Other authors23,24 had shown that minimally invasive total joint arthroplasty was safe and associated with accelerated recovery. Romanowski and Repicci25 demonstrated shorter length of stay, less pain, and quicker recovery without increased complications with MIS-TKA. This had been found in other orthopedic knee procedures that have moved to outpatient procedures, such as arthroscopic meniscectomy and anterior cruciate ligament reconstruction.

Although they had shown that outpatient TKA, using a minimally invasive approach, could be done safely in selected patients, there were many unanswered questions. Should this be done, and if so, should this only be done only at specialized, high volume centers or could this be done in a community practice setting? Lastly, could this be done in outpatient centers where surgeon–owners had more control over the entire process? All of these questions were outside the scope of this study; however, the authors continued to perform outpatient total joint arthroplasty daily.
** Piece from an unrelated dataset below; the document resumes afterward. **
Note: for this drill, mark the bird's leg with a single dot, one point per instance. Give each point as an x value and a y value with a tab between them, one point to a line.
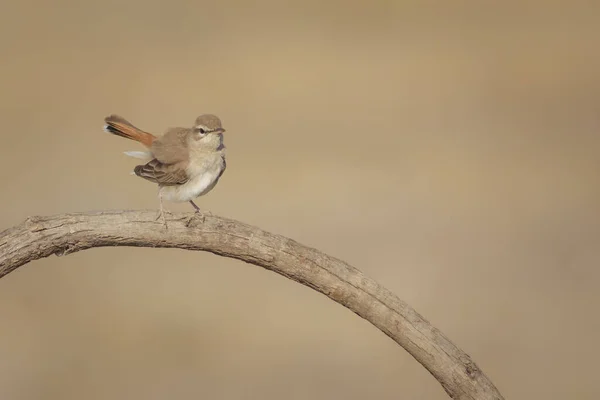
195	206
197	214
161	213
All six studies included in this review concluded that both TKA and MIS-TKA were safe procedures that could be performed to relieve pain and offer patients improved function and quality of life (Table 4).26 It was important to be aware of the patient’s past medical history so that it could predict areas that were predisposed to complications and so recognize, prevent, and treat early and effectively.27

Table 4
Statistical analysis description of the six studies considered

Since there were many differences in the techniques used for the studies considered, it would be inappropriate to attempt a quantitative meta-analysis on the effectiveness of TKA and MIS-TKA, because the results should be interpreted with caution, since the quality of the studies were variable.

In fact, for TKA with open technique, one study was a randomized clinical trial; one was a survival analysis with the actuarial life-table method with 95% confidence intervals; one was a comparison of both approaches, such as the open and the minimally invasive technique; and one other was a non randomized prospective study. On the other hand, for the MIS-TKA technique, one study was a prospective study and the other was a comparison of both approaches for open and minimally invasive technique. Moreover, it was very difficult to compare patient pain perception after both TKA and MIS-TKA; in fact it was shown that there were poor correlations between subjective and objective complaint regarding pain. Therefore an objective complaint that helped in the comparison between TKA and MIS-TKA postoperative pain perception didn’t exist.

Lastly, it was underlined that MIS-TKA was appropriate for most, but not all knees.28 Because the group of patients that underwent MIS-TKA was small and the available evidence in the literature was less than for the open technique, it was impossible to recommended MIS-TKA specifically for all patients without risks. In fact, the concept of MIS-TKA was definitely exciting but required more long-term studies to support its role. Furthermore, there was definitely a renewed interest in MIS-TKA because of its more physiologic nature, good results, decreased cost, and faster recovery. The success of the procedure depends on strict patient selection, meticulous surgical technique, and proper implant selection. 29 Regardless of the encouraging results with MIS-TKA approach, MIS-TKA was a technically demanding procedure and required adequate surgical experience to prevent complications and implant malpositioning.30



The authors report no conflict of interest in this work.